Да, безуспешно: ведь все критерии субъективны. То, что по меркам здравого смысла смотрится выше всех похвал, увы, разбивается о скалистые берега гения. Их разговор ошеломлял; искусство красноречия оттеснило на второй план собственно дегустацию. Все они подавали надежды меткостью и блеском своих суждений, виртуозностью отточенных тирад, пронзавших мороженое стрелами синтаксиса и молниями поэзии, всем было уготовано будущее мастеров кулинарного слова, и держаться в тени славы старшего собрата им оставалось недолго. Но оранжевый неровный шарик с пористыми боками продолжал таять на блюдечке, и сладкие лавины уносили с собой понемногу недовольство мэтра. Ничто ему не нравилось.
Он хмурился, мрачнел на глазах, едва ли не злился на себя — угораздило же попасть в такую скверную компанию… и тут его сумрачный взгляд остановился на мне, приглашая… я откашлялся, съежившись — и залившись краской от смущения, потому что мороженое навевало мне много мыслей, но определенно не тех, которые могли быть высказаны здесь, в этом хоре словес высокого полета, в цветнике стратегов-гурманов, перед лицом живого гения с бессмертным пером и огненными очами. И все же надо, надо было наконец сказать хоть что-то, и немедля, поскольку от него так и веяло нетерпением и раздражением. Итак, я еще раз откашлялся, облизнул пересохшие губы и — была не была:
— Это напоминает мне мороженое, которое готовила моя бабушка…
На самодовольном лице молодого человека, сидевшего напротив, мелькнула тень насмешливой улыбки; я также заметил, как слегка надулись его щеки, предвещая взрыв обидного смеха, мою смерть и похороны по первому разряду: здрасте — до свидания, юноша, вы здесь не ко двору, больше не приходите, счастливо оставаться.
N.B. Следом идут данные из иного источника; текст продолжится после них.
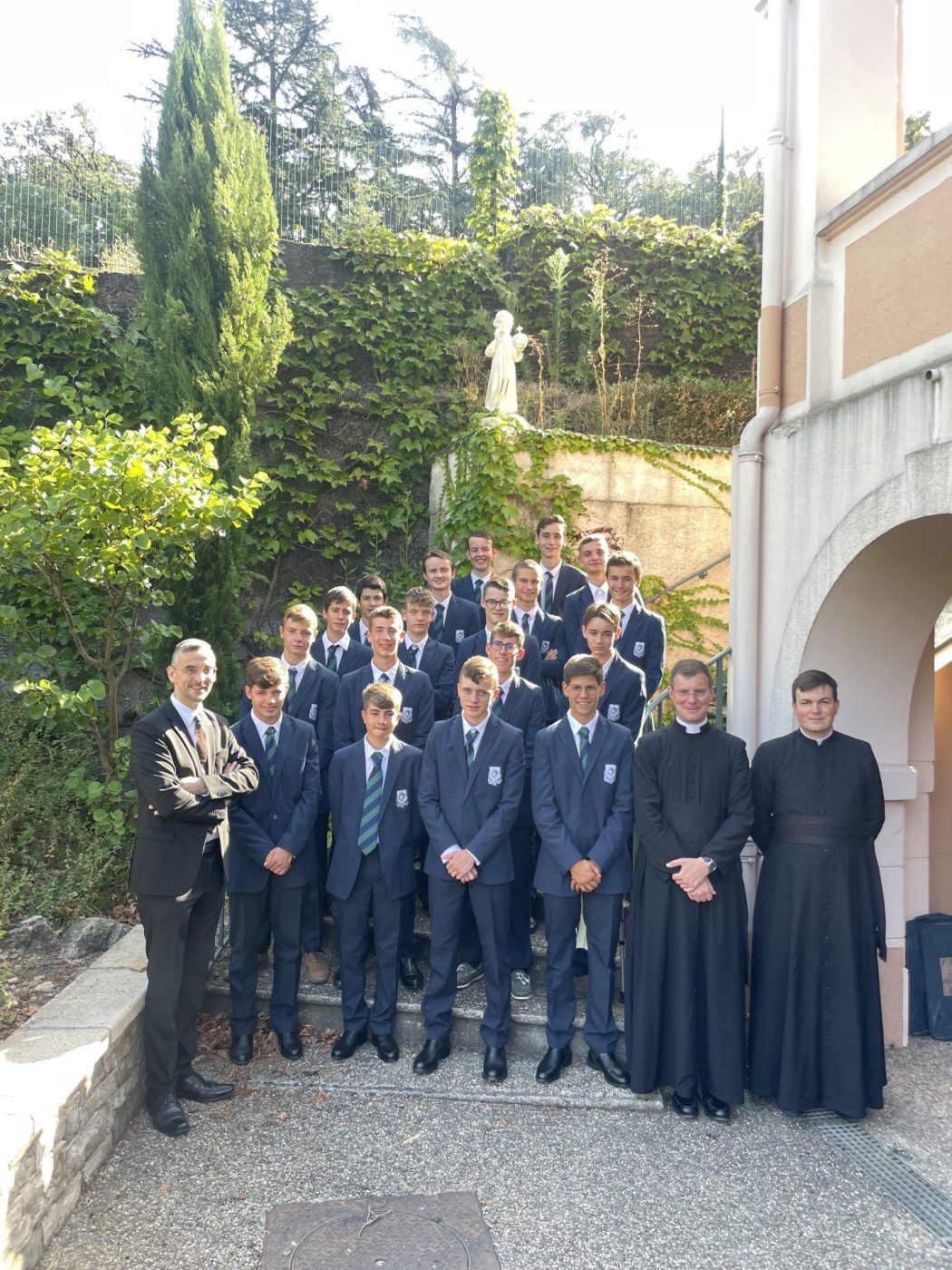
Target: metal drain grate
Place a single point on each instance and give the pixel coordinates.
(881, 1165)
Но он — он вдруг улыбнулся мне с неожиданной для него теплотой, улыбнулся широкой приветливой улыбкой — улыбкой волка, да, но волка волку, в ней дух стаи, дружелюбие, непринужденность, в ней читается: здравствуй, друг, как хорошо, что мы встретились. Он улыбнулся и сказал:
— Расскажите же мне о вашей бабушке.
Это было поощрение — но и завуалированная угроза. За его, казалось бы, благожелательной просьбой стоял приказ, которого мне нельзя было ослушаться, и опасность после столь удачного начала разочаровать его. Мой ответ его приятно удивил своей непохожестью на сольные пассажи прочих виртуозов, это ему нравится. Пока.
Ознакомительная версия.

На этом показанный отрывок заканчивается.